Rake tasks for development and testing

I've created 3 rake tasks:

rake db:create:test
rake db:build
rake db:rebuild

The first creates your test database. The second, creates your
development database, migrates it, creates the test database and then
clones the development database to the test database.a

Lastly, the third drops your database (dev), creates it, migrates it,
and clones it for your test database.

For a few projects, I've gotten tired of doing: rake db:drop && rake
db:create && rake db:migrate && rake db:test:clone

link: http://dev.rubyonrails.org/ticket/10316

What do you guys think, +1's?

I recently had a long discussion with David Heinemeier Hansson. I was
a bit annoyed at the fact that rake db:reset was changed to use the
schema file.

Here is my explanation of how I use rake db:reset

I've been using rake db:reset mainly in the testing environment. Since
I do TDD, I usually don't create a migration all at once.
I write a test, generate the migration needed for the test to pass,
add the code, migrate, test passes. I refactor, write another test,
modify the migration, db:reset, write more code, test passes. I also
use rake:db:reset to make sure migrations won't break.

David made a good point saying that:

You're just iterating over one migration, which
db:rollback + db:migrate would deal with. I can sympathize with that
one. I just don't see the need to run ALL migrations again. Especially
not on production systems that might have hundreds of migrations.

I definitely get the point of verifying the current migration you're
working on. Perhaps something like db:regrate => [ db:rollback,
db:migrate ] would solve that case?

I was also annoyed by the change to db:reset, which is why I then wrote
rake db:rebuild. I mainly use it when I'm in the early stages of
development and my migrations are going through some changes. I could
rollback to and then migrate back up, but I just prefer the short syntax
of db:rebuild.

rake db:test:clone clones your test database from your schema (same as
rake db:reset - from schema)

I prefer to have a test database up from the get go (which is why I have
it in rake db:build) and when I remigrate.

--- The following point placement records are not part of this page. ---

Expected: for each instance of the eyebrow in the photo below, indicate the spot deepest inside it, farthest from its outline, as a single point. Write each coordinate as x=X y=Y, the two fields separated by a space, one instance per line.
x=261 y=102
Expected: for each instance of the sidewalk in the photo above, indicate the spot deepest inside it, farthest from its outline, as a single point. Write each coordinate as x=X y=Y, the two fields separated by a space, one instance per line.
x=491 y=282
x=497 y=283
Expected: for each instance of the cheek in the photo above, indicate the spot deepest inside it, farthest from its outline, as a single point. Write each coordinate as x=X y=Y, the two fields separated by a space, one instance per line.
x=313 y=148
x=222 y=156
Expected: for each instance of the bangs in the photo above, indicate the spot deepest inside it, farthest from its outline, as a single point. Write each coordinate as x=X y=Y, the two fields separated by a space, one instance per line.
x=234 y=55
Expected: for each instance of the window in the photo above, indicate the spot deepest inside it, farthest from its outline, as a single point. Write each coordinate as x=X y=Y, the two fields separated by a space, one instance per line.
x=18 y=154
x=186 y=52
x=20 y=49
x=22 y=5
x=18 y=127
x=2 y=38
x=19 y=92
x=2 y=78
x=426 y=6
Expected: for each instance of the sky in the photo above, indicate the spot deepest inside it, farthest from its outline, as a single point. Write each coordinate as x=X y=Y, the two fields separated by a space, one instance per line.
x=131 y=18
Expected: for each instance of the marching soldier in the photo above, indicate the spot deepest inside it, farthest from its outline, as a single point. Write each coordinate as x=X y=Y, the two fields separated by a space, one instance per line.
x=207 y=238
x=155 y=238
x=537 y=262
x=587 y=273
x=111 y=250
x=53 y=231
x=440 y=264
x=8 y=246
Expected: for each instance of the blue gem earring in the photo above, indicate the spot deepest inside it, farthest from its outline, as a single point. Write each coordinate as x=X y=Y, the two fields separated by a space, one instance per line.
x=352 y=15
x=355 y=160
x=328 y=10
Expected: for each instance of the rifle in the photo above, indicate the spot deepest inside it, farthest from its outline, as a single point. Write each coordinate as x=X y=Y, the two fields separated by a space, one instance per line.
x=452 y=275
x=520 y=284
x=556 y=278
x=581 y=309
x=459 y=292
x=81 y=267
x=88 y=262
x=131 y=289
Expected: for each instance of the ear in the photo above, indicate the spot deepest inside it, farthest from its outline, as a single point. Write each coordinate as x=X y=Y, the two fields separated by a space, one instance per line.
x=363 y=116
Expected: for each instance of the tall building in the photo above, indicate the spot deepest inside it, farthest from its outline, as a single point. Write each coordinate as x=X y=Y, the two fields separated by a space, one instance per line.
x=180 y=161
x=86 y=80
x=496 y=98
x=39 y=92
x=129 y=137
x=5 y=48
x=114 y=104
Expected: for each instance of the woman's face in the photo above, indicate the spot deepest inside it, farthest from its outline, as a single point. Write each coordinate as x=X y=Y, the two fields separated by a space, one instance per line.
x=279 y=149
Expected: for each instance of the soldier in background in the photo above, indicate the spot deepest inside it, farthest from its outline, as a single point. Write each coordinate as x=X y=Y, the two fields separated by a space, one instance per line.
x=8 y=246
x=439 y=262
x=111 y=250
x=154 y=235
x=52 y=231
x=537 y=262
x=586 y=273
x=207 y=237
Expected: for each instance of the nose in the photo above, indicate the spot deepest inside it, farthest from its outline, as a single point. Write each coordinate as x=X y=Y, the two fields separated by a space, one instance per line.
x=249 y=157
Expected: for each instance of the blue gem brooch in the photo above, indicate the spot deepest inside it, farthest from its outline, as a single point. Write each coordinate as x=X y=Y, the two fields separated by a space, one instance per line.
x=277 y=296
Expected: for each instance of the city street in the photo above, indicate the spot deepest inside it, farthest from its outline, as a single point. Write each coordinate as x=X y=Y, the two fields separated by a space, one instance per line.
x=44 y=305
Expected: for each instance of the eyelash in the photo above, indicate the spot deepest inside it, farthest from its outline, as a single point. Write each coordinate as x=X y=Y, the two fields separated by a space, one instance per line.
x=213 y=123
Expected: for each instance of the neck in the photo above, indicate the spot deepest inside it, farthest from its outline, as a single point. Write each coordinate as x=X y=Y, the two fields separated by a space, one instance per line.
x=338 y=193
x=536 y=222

The reason I prefer migrations over the schema is that I usually have
some data in my migrations, e.g. admin user, that I'd like to have
setup. I'm sure I'm not the only one who has some data in the
migrations.

The rake db:create:test came about because I wanted to have rake
db:build and have my test database setup(with the current schema). You
can't do rake :build => ["rake db:create RAILS_ENV=test"], it will fail
and rake db:create:all will create all databases defined in your yaml
file - I didn't want that either.

Those were my reasons why these came about and why I've been using them
for a while now. Am I missing something or doing something here that
shouldn't be done?

Matt Aimonetti wrote:

I'm not sure I exactly follow Robert's use cases, but I sympathize
with the frustration with schema.rb versus migrations. Check out this
thread for a similar discussion:

http://groups.google.com/group/rubyonrails-core/t/d871469cb2a6589a?hl=en

The highly-specific use cases for Robert's patch will make it tough to
be accepted, but I do believe there is hope for some migration support
in test. There are a lot of people blogging (and raising tickets like
8389) about wanting to use migrations to build test. If that happens,
at least some of the infrastructure for Robert's use cases will be in
place.

Matt, your conversation with DHH sounds like it touched on migrations
versus schema dumper. I'd love your thoughts (or David's!) on the
subject of migrations for building the test DB.

-Chris

Matt, your conversation with DHH sounds like it touched on migrations
versus schema dumper. I'd love your thoughts (or David's!) on the
subject of migrations for building the test DB.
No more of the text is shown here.